В последний день праздника я пошла одна гулять к морю. Ритмичный и могучий рокот моря рождал во мне легкое и радостное возбуждение. Долго смотрела я, как волны размеренно накатывались на прибрежные камни, и у меня было чувство, будто такие же волны вливаются в мое сердце, сливаются со мной, охватывают меня своим рокотом. В воздухе чувствовалась весна, повсюду пробуждалась новая жизнь. Земля шипела и бродила, и мне казалось, будто поет она о счастье, что вновь наступила великая пора зарождения новой жизни.

Возбужденная, я вернулась домой. Но Конрад был не один. К нам пришел его брат Михкель. Когда я вошла, они о чем-то горячо спорили. В моем присутствии разговор прервался и больше не ладился — братья, казалось, были настроены враждебно. И у меня не было настроения разговаривать.

Лишь из приличия я спросила кое о чем. Узнала, что Милла жива и здорова, что маленький Антс растет и, случается, вспоминает меня. Михкель хотел похлопотать, чтобы ему разрешили служить в Тарту.

— Там бы я был поближе к дому и семье, — объяснил он. — Проще было бы посоветовать, как им быть и что делать. Да и какой из меня вояка, я для этого и стар и хвор. Ведь и на фронт не все должны идти, кто-то обязан и о хозяйстве позаботиться.

Я ничего не ответила, все это меня не интересовало. Я еще находилась во власти грез, они выпирали из меня, хотелось поделиться ими с Конрадом. И я не столько слушала гостя, сколько весну, которая набухала на дворе.

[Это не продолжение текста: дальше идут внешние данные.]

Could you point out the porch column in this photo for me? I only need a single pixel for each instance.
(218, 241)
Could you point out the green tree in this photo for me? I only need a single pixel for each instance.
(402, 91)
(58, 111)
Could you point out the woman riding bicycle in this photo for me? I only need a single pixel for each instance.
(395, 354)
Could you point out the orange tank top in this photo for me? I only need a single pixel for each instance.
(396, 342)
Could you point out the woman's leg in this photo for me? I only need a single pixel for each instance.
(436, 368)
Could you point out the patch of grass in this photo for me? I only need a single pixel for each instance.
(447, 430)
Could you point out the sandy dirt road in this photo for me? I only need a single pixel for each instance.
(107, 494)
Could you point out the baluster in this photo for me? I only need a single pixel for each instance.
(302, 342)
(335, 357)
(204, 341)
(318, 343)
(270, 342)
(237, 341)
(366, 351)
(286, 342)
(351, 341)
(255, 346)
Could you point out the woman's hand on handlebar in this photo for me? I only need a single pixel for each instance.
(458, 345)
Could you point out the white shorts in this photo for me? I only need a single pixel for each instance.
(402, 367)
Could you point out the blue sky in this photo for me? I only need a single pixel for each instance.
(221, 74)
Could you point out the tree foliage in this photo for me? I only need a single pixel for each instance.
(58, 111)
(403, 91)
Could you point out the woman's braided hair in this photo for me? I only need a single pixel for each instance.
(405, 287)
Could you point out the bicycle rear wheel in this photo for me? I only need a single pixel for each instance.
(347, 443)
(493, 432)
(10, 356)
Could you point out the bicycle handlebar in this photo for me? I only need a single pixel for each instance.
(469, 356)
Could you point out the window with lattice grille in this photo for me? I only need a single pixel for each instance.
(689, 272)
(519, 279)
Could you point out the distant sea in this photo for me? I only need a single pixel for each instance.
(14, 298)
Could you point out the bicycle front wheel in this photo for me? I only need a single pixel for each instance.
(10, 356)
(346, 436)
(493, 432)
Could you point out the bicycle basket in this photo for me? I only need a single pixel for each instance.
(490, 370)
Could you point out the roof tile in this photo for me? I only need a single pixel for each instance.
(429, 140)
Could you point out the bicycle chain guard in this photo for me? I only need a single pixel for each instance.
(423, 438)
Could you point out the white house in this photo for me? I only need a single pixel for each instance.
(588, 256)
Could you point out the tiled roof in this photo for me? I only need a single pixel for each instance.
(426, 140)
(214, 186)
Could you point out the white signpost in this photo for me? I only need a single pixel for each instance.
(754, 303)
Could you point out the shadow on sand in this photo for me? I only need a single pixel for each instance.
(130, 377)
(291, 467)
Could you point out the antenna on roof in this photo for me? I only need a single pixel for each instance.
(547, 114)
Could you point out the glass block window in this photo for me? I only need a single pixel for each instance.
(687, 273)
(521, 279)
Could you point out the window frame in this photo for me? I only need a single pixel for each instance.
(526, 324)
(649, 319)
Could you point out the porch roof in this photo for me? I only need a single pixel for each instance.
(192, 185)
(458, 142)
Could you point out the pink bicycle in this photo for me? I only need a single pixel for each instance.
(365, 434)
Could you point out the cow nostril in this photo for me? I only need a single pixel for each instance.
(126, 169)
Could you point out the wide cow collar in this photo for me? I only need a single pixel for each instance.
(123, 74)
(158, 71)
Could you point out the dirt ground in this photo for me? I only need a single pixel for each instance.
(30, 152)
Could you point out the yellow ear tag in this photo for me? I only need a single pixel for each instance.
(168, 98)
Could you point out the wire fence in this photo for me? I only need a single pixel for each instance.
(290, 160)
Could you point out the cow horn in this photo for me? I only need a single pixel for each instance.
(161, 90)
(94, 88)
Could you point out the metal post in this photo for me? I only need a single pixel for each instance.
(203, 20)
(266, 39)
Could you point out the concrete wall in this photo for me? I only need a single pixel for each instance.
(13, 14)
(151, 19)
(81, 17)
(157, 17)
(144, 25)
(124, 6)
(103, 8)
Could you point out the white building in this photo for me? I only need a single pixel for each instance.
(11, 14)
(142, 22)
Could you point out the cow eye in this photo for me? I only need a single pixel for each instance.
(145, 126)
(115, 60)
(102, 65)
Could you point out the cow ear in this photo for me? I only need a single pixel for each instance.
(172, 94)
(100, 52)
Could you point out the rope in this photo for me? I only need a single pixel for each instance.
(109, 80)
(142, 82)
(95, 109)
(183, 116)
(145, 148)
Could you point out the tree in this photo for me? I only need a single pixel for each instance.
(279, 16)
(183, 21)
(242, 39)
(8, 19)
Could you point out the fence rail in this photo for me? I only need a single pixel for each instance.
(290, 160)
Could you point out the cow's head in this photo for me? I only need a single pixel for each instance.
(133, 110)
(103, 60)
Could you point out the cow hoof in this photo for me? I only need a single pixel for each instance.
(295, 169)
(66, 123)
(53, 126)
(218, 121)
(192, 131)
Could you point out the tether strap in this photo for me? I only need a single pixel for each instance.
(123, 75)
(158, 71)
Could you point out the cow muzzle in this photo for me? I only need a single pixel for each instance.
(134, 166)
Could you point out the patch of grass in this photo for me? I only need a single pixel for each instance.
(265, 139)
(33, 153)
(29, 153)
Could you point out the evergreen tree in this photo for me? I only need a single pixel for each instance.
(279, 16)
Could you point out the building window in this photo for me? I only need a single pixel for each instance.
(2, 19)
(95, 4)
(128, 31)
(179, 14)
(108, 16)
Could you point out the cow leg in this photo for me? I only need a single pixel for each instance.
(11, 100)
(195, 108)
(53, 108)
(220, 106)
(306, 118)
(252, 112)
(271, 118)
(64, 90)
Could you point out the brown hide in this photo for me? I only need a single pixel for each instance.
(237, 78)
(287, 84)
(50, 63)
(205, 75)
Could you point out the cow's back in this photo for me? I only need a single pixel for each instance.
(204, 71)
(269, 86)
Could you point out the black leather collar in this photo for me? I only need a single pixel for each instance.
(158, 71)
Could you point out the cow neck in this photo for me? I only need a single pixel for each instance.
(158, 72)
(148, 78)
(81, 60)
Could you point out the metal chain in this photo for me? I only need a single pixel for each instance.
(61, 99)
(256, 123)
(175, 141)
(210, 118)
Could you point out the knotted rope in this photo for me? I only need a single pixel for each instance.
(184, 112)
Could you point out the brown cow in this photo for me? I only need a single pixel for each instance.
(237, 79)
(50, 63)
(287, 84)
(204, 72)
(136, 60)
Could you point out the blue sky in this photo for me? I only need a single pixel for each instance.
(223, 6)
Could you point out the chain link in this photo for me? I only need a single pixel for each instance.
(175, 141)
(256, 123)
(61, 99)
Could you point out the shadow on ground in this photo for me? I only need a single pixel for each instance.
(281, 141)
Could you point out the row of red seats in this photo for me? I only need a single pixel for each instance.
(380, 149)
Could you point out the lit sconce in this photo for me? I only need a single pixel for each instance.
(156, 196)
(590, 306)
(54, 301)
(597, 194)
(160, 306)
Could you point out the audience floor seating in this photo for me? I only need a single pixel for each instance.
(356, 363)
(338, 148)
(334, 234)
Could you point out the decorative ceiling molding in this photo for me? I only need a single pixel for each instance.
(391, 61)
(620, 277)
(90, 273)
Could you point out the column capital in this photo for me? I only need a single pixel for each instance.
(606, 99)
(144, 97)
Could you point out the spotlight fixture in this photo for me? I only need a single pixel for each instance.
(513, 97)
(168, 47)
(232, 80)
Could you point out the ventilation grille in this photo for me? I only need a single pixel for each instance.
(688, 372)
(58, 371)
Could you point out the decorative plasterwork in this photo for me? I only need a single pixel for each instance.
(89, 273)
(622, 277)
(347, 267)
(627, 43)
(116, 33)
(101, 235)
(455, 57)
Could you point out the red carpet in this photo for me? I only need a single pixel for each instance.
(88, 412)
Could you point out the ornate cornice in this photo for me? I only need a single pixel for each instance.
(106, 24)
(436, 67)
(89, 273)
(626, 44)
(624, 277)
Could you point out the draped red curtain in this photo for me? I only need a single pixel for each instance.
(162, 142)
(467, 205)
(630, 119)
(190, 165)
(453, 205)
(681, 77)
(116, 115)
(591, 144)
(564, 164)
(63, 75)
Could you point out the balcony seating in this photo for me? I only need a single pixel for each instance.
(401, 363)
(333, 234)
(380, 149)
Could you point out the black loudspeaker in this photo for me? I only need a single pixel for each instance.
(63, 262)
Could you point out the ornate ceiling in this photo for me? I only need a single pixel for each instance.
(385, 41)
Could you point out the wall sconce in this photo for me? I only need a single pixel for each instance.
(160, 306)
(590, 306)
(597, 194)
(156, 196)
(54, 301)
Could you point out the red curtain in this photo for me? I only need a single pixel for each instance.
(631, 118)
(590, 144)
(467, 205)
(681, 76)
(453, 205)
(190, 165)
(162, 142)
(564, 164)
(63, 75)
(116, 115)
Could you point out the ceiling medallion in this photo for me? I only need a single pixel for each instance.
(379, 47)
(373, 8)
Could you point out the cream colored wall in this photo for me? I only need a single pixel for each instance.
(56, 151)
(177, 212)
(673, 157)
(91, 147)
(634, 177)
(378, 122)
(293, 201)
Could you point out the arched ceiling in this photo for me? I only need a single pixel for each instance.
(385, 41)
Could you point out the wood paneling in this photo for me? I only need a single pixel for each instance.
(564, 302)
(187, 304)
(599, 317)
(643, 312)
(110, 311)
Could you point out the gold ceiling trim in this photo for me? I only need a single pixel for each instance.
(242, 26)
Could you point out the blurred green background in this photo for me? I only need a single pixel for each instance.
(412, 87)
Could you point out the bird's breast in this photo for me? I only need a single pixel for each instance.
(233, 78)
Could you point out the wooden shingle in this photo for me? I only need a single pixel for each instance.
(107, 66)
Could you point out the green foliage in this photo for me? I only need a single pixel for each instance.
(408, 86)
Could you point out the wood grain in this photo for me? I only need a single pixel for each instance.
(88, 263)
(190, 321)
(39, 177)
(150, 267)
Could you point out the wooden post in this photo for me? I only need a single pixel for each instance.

Наконец Михкель ушел, и меня задели слова Конрада:

— Наверно, тоже один из тех преданных, кого сейчас собирают в столицу. А за свою жизнь трясется, как последний трус. Самому едва сорок пять стукнуло, и рожа красная, а плачется, что старый и хворый. Уговаривал и меня стать «разумным» и забросить «глупые» попытки исправить мир. По разумению таких, конечно, глупо все то, что ограничивает буржуазную свободу эксплуатации и дает трудящимся силы завоевывать свои жизненные права. Какое ему дело, что голодают десятки и сотни тысяч, лишь бы у господ было отличное пищеварение.

Я вспоминала, где я видела Конрада таким, — ах да, это было тогда, когда мы вдвоем бежали из деревни. Волна теплого сочувствия хлынула в мое сердце, я села Конраду на колени, и пальцы мои скользнули по его волосам. Но тут постучали, и, когда я открыла, на пороге появилась фигура Аугуста Мяяркасся. Его посещения всегда были неприятны мне, в этот же момент я так разозлилась, что хотелось плюнуть ему в лицо. Собиралась уже захлопнуть перед ним дверь, но он опередил меня и обратился к Конраду с вопросом:

— Не товарищ ли Кивистик вышел сейчас от вас? Мне позарез нужно было бы встретиться с ним.

— Нет, это был совсем другого сорта человек, — со скрытой неприязнью ответил Конрад. — А какое вам дело до Кивистика?

Мяяркассь бросил на меня вопросительный взгляд, будто сомневаясь, можно ли при мне говорить, и понизил голос почти до шепота.

— Видите ли, это очень секретное и важное дело, большое дело. Проклятые кровавые псы арестовали меня перед праздником, сунули в кутузку. Я попал в одну камеру с товарищем Сааром.

— Вас арестовали перед праздником, а на праздник вы снова были свободны, — вставил Конрад, пожимая плечами. — Во-первых, я ничего не слышал о вашем аресте, а во-вторых, меня удивляет, что вы так скоро выбрались оттуда. Обычно дело все-таки заканчивается судом.

Мяяркассь немного стушевался, но быстро оправился и продолжал уверенно, почти хвастаясь:

— Тут, конечно, был донос, который они не могли подтвердить. Я сумел отговориться, не растерялся. Смелый натиск — это, как всегда, полпобеды.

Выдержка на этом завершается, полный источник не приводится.